Section-by-section checklist (complete for every GeneReviews-tagged entry):
[ ] Clinical Characteristics: GR snippets back ≥1 phenotype onset/frequency claim
[ ] Diagnosis: GR snippets back the primary diagnostic test/criteria statement
[ ] Management: GR snippets back ≥1 treatment or surveillance recommendation
[ ] Genetic Counseling: GR snippets back the inheritance transmission-risk statement
[ ] Agents/Circumstances to Avoid: any GR-listed agent is reflected in treatments
[ ] No GR phenotype affecting >10% of patients is absent without scoping rationale
Partial coverage (e.g., Clinical Characteristics mined but Management/Genetic
Counseling sections absent) is a gap — flag which sections are missing and request
them. Full absence of GR evidence items (GR only tagged in references:, never
cited in evidence items) is blocking.
Absence of a GeneReviews-documented phenotype that affects >10% of patients is blocking under the same threshold as the Content-Completeness Checklist.
Review Decision: Formal GitHub Review
After completing the review, you MUST submit a formal GitHub review (not just a comment).
Use gh pr review with one of the three events below.
APPROVE
Submit --approve when all of the following hold:
- No fabricated snippets or wrong PMIDs detected through spot-checking
- No major ontology placement errors (e.g., GO molecular function term in
biological_processes) - All pathophysiology entries are atomic (not chained multi-step sentences)
- When matching deep-research artifacts exist, the Content-Completeness Checklist was completed and no blocking omissions remain across any dimension (phenotypes, subtypes, pathophysiology, treatments, genetics, biomarkers, references)
- GeneReviews baseline check completed (item 15): if a GeneReviews article exists, it is tagged, cached, and actively mined — evidence items with GR snippets exist for ≥1 claim in each of the four major sections present in the GR abstract (Clinical Characteristics, Diagnosis, Management, Genetic Counseling)
- At most minor wording / completeness issues
- (CI handles schema/term/reference validation — do not duplicate that work)
REQUEST_CHANGES
Submit --request-changes when any one of the following is true:
- Fabricated or paraphrased snippet (not an exact quote from the cited abstract)
- Wrong PMID (paper topic does not match the claim being evidenced)
- Significant ontology misuse (e.g., GO MF term in
biological_processes) - Pathophysiology entries bundled into chains rather than single atomic events
- Claim–evidence mismatch (evidence snippet does not support the stated claim)

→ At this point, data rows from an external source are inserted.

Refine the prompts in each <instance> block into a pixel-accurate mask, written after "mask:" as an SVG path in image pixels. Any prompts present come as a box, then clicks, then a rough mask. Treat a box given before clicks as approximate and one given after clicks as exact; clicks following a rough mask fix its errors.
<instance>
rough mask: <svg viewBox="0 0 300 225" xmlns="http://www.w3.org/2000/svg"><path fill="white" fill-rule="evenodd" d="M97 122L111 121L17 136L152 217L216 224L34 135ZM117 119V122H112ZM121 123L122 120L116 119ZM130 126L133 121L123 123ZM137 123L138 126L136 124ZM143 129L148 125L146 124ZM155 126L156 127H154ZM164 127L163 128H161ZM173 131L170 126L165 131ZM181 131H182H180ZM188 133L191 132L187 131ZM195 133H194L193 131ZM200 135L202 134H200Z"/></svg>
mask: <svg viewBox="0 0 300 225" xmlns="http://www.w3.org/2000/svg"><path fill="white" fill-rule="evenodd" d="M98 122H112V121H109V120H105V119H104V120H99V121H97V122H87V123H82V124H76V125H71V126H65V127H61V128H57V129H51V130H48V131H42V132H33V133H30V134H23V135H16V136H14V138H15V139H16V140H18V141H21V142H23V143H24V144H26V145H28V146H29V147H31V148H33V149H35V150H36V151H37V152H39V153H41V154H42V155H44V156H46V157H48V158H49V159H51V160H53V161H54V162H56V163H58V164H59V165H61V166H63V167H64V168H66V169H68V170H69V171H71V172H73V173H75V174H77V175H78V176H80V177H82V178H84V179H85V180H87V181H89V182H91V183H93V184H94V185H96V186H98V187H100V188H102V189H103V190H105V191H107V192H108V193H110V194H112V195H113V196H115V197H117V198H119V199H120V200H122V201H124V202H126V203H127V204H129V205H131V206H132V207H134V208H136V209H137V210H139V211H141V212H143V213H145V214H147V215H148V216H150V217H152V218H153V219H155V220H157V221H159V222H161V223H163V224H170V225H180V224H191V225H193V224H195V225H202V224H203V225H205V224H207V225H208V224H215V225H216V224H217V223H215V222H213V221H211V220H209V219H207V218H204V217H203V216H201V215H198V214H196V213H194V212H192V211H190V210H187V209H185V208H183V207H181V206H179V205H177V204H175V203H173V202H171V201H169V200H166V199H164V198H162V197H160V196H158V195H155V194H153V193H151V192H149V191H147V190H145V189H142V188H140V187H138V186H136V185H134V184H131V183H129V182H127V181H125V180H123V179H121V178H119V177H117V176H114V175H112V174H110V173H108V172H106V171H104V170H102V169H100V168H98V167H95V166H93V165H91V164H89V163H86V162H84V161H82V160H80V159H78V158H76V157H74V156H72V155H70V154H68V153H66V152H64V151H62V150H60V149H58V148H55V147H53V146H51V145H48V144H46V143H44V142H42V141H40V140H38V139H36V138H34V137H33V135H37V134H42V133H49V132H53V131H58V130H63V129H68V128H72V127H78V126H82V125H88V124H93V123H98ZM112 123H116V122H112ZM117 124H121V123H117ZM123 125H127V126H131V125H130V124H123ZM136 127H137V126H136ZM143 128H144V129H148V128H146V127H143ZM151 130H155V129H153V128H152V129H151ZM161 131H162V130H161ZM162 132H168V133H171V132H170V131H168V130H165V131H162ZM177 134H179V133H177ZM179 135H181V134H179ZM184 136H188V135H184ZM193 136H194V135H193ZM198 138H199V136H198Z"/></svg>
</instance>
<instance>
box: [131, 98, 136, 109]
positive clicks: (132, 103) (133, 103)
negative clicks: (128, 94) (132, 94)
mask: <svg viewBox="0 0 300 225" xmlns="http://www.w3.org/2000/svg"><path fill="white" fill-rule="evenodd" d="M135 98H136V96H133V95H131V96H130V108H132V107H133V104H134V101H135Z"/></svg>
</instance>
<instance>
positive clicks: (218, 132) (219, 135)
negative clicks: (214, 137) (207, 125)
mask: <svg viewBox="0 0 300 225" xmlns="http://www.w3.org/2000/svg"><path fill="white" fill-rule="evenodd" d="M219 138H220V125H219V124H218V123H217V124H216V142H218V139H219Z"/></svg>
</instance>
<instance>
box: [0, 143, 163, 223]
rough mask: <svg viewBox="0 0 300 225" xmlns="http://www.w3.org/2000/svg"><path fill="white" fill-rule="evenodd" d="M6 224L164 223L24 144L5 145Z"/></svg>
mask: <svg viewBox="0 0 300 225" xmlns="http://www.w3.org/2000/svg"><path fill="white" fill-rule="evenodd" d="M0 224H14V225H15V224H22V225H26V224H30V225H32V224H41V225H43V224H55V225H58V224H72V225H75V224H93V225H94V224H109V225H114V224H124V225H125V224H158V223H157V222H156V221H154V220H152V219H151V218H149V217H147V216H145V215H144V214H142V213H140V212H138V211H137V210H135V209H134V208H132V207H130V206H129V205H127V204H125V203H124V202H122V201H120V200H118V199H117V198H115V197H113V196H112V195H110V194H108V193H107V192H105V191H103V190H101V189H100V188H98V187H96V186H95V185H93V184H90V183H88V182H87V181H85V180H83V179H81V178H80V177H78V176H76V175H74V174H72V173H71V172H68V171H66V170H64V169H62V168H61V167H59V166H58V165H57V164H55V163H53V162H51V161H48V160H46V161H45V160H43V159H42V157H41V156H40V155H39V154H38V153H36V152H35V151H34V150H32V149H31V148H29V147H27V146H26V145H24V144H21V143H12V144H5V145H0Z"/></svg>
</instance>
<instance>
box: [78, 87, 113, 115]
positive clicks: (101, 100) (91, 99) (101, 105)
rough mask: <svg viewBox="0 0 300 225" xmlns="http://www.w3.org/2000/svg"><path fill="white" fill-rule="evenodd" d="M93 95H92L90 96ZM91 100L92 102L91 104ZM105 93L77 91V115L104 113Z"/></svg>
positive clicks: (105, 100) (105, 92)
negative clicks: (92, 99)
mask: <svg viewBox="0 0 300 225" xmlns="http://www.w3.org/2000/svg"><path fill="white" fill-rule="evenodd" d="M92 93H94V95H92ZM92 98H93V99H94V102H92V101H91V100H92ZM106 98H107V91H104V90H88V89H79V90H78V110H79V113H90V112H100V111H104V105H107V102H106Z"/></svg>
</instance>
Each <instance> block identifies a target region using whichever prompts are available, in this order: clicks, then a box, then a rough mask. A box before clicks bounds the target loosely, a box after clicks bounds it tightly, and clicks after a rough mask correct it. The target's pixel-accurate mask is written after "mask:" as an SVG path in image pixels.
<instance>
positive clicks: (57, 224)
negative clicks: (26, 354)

- A central research-backed mechanism, phenotype, diagnostic, treatment, biomarker, or subtype was omitted even though the supporting evidence is clear, quotable, and in scope for this YAML
- A GeneReviews article exists for a new Mendelian entry but is not tagged (
tags: [GeneReviews]) in the top-levelreferences:block - GeneReviews is tagged but no evidence items in the YAML cite it with exact GR snippets (tagged-but-not-mined)
- GeneReviews sections present in the GR abstract have no corresponding evidence items with GR snippets (partial mining — all present sections must be covered)
- A GeneReviews-documented phenotype affecting >10% of patients is absent from the YAML with no documented scoping rationale
COMMENT + reassign to @cmungall
Submit --comment and reassign the PR/issue to @cmungall when:
- An ambiguous biological claim requires human domain expertise to adjudicate
- It is genuinely unclear whether an issue is blocking or merely cosmetic
- There are conflicting signals between different validation checks
- It is unclear whether a research-backed omission reflects valid scope narrowing or a genuine modeling miss
Strictness policy
Do NOT defer fixable problems with "can be addressed in a future PR". The curating agent can act on feedback immediately. If something is wrong, request changes. Only approve when the entry is genuinely ready to merge. This includes central research-backed omissions when matching deep-research artifacts were available in the PR.